-
Notifications
You must be signed in to change notification settings - Fork 38
Description
Summary
The MongoDB::Atlas::ProjectIpAccessList resource uses a delete-all-then-recreate-all strategy during updates, which causes:
- Potential connectivity downtime during deployments
- Race conditions when deploying to multiple regions simultaneously
Current Behavior
Looking at the update handler source code, the update operation:
- Deletes ALL entries (both previous and current model entries)
- Recreates only the entries in the current configuration
entriesToDelete := currentModel.AccessList
entriesToDelete = append(entriesToDelete, prevModel.AccessList...)
progressEvent := deleteEntriesForUpdate(entriesToDelete, ...)Expected Behavior
The update handler should compute a diff and only:
- Delete entries that were removed from the configuration
- Add entries that are new
- Update comments on unchanged IPs (if applicable)
This would be atomic with respect to unchanged entries.
Impact
1. Downtime Window
During the deletion phase, the IP access list is temporarily empty or incomplete, blocking legitimate connections until recreation completes.
2. Race Condition with Multi-Region Deployments
We experienced a critical issue when running two CDK deployments simultaneously in different AWS regions.
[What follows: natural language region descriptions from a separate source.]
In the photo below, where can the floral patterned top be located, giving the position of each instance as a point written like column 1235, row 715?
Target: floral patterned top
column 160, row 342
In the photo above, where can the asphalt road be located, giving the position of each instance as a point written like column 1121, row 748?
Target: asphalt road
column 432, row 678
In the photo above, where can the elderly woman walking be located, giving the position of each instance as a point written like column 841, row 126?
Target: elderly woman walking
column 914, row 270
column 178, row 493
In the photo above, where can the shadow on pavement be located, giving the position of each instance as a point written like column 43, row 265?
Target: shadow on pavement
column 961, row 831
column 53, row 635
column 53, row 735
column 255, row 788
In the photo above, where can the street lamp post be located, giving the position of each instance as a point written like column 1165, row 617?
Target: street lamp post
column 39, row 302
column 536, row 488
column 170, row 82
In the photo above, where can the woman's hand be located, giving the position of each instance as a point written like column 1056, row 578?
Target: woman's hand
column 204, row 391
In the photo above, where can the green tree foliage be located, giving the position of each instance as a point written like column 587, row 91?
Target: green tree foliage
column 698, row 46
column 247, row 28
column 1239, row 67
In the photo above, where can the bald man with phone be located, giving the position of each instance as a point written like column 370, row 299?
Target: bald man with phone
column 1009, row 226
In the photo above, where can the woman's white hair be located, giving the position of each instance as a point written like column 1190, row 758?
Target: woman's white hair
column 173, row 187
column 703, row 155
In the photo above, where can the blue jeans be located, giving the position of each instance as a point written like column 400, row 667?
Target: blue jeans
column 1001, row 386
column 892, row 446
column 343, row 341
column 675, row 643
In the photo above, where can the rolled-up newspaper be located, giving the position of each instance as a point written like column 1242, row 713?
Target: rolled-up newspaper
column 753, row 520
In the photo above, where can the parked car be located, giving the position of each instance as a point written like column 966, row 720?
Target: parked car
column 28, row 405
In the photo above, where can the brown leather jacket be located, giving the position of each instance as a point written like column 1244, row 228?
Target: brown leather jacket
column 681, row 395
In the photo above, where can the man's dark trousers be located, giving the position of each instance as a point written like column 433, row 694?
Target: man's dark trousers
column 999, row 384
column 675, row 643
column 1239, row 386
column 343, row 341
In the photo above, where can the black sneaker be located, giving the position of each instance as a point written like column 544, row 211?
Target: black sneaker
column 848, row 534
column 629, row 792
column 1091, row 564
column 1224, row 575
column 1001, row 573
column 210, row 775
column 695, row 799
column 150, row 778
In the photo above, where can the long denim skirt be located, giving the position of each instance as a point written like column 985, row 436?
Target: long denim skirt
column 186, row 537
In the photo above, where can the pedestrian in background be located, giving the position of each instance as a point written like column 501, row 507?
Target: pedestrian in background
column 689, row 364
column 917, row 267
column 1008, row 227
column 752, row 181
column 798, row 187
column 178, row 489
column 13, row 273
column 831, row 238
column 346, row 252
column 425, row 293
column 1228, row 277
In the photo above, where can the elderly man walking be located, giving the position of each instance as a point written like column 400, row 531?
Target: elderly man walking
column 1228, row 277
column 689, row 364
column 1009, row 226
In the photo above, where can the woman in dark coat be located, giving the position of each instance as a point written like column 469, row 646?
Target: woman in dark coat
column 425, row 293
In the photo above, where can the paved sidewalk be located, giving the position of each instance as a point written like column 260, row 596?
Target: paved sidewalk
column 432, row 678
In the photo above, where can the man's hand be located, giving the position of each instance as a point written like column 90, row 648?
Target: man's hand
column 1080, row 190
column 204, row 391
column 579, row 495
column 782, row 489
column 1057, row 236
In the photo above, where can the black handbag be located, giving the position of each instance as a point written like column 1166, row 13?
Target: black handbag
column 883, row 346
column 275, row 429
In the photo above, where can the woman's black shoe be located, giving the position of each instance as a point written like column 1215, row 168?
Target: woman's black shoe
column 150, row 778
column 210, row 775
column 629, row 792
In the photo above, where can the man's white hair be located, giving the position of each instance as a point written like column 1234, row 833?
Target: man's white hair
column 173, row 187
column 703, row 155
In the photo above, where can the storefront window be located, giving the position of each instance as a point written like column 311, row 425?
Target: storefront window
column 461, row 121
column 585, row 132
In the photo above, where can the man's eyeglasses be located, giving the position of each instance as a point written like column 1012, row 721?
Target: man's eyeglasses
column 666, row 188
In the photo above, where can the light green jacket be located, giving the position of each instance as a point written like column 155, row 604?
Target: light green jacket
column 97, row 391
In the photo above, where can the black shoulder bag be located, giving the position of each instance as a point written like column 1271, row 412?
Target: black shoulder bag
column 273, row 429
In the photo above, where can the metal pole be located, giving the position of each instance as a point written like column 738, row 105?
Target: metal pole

Both deployments included a shared IP access list entry:
{
cidrBlock: vpcCidrBlock,
comment: `${deployEnvironment} CIDR (${this.region})`,
}The delete-all-recreate-all strategy caused a race condition where both deployments were deleting and recreating entries concurrently. Here's the MongoDB Atlas Activity Feed showing the race condition:
| Timestamp | Action | IP/CIDR | User |
|---|---|---|---|
| 11/26/25 - 01:09:33 PM | Added | 10.41.0.0/16 | iyawkvot |
| 11/26/25 - 01:09:32 PM | Removed | 10.41.0.0/16 | iyawkvot |
| 11/26/25 - 01:09:28 PM | Removed | 10.41.0.0/16 | iyawkvot |
| 11/26/25 - 01:09:24 PM | Added | 10.41.0.0/16 | iyawkvot |
| 11/26/25 - 01:09:24 PM | Removed | 10.41.0.0/16 | iyawkvot |
The entry was added, removed, added again, and removed multiple times within seconds due to the concurrent deployments fighting over the same shared resource.
Result: The VPC CIDR entry ended up being deleted, breaking connectivity for services in that VPC.
Suggested Fix
Implement a diff-based update strategy:
- Compute entries to add (in current model but not in Atlas)
- Compute entries to remove (in Atlas but not in current model)
- Only delete removed entries
- Only add new entries
- Leave unchanged entries untouched
This would eliminate both the downtime window and the race condition issue.
Environment
- Using AWS CDK with
awscdk-resources-mongodbatlas - Multi-region deployments (eu-north-1, eu-west-1, etc.)